McVeigh and the Navy agreed to a settlement in June 1998. The Navy did not admit any wrongdoing and agreed not to pursue an appeal. McVeigh was allowed to retire with the rank of Master Chief Petty Officer and full benefits. He commented: "I'm happy that this case has been resolved on my terms. I think that all sailors can take comfort from this. I hope it sends a message that the rules and regulations that are in place need to be followed by the military." His attorney said: "It is the first time, as far as I'm aware, that the Navy has let stand a court decision that it has broken the law in this area. Obviously it has a precedent that can be relied on in the future." The Navy also paid McVeigh's $90,000 in legal expenses.

McVeigh retired from the Navy on July 14, 1998. He said he had been treated well by other service members "with an exception of a few senior officers in the submarine squadron." He concluded: "I think the Navy has been fairly pig-headed. I just got set up and this thing just getting passed up the line and no one stopped to look at it."

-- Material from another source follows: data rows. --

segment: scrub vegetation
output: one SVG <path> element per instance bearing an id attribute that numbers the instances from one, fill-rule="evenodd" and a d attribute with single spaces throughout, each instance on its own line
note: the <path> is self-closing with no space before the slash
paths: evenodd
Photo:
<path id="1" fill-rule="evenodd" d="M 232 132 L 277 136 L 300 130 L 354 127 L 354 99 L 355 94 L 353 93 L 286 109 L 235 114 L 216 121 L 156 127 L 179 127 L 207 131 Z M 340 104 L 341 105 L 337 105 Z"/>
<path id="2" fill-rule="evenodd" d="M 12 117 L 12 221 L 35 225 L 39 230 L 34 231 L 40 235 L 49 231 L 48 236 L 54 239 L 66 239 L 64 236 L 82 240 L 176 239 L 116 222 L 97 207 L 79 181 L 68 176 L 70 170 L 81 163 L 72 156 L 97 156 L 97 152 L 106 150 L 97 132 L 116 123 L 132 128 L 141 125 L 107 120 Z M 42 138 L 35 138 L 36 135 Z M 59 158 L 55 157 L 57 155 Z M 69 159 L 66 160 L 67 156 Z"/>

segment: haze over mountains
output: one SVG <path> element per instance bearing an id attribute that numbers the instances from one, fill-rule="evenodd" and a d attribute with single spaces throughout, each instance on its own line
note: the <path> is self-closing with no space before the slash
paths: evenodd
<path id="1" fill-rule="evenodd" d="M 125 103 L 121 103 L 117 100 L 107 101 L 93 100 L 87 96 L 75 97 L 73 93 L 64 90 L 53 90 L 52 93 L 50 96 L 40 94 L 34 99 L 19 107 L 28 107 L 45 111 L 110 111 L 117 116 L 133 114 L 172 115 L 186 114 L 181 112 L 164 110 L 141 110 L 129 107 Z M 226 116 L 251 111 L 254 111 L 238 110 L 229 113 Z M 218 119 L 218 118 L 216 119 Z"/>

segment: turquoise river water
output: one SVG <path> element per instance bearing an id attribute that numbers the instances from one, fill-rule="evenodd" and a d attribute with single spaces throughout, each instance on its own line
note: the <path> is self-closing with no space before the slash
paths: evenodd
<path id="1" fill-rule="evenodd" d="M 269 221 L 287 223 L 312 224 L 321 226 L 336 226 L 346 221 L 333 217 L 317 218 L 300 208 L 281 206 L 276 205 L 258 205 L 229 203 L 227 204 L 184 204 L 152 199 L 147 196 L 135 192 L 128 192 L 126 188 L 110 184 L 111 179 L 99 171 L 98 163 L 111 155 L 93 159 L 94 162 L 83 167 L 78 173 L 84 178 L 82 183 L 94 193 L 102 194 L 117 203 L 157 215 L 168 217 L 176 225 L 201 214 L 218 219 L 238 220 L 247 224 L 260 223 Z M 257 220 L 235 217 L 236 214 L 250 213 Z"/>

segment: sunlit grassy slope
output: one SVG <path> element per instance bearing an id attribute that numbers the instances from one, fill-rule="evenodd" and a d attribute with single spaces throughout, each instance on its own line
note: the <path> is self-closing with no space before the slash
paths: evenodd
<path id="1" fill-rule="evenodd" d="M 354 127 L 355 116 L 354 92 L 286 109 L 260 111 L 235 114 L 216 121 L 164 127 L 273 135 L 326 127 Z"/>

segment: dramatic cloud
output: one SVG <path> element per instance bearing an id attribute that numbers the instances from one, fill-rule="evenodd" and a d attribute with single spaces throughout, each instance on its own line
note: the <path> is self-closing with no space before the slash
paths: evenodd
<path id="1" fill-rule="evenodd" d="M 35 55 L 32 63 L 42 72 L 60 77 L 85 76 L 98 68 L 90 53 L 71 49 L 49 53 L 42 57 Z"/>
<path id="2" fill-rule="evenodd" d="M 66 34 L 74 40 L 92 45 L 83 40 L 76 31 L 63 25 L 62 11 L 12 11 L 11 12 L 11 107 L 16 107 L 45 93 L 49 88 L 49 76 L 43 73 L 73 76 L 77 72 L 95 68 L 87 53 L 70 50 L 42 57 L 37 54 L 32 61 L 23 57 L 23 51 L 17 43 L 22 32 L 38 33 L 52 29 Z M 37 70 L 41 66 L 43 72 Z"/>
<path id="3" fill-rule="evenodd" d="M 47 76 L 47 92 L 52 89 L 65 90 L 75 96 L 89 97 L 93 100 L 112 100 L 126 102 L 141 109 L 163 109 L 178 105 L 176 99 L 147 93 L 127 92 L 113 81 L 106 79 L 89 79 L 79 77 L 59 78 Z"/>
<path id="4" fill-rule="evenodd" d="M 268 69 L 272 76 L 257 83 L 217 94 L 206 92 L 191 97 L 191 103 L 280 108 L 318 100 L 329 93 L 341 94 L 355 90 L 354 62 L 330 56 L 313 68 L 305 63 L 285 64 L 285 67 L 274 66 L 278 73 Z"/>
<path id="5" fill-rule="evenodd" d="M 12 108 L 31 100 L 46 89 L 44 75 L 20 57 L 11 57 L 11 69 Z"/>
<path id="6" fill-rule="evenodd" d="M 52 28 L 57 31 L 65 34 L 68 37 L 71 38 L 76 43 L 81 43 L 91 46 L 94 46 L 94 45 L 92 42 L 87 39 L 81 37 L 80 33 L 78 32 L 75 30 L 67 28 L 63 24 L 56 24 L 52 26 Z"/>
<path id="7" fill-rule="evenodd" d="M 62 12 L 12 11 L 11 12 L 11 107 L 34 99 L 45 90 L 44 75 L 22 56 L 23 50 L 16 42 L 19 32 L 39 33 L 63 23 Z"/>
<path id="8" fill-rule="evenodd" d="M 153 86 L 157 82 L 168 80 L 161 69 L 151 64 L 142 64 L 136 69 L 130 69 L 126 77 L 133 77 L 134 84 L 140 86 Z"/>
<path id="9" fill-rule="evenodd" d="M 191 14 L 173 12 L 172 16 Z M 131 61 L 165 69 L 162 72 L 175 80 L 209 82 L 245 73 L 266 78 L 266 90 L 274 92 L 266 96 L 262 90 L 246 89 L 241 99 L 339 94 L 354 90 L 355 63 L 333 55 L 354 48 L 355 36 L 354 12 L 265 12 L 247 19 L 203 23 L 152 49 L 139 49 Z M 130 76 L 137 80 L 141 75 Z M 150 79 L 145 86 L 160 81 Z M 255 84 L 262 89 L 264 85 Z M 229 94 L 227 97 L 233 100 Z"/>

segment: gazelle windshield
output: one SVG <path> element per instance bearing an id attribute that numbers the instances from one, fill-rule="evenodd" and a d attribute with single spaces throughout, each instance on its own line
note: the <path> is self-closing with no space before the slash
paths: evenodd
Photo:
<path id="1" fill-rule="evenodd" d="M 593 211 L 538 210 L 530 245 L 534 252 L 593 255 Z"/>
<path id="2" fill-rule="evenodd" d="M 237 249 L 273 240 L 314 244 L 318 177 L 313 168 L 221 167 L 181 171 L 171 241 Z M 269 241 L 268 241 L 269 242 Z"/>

In a separate settlement reached months earlier but not announced until McVeigh settled with the Navy, America Online apologized and agreed to pay McVeigh damages for having improperly disclosed his identity. Outside the settlement, AOL announced plans to provide all of its 5,000 customer service representatives with "scenario training" to protect their clients' privacy, and it posted a new version of its privacy policy which was written to be, in the words of one commentator, "understandable to us mere mortals."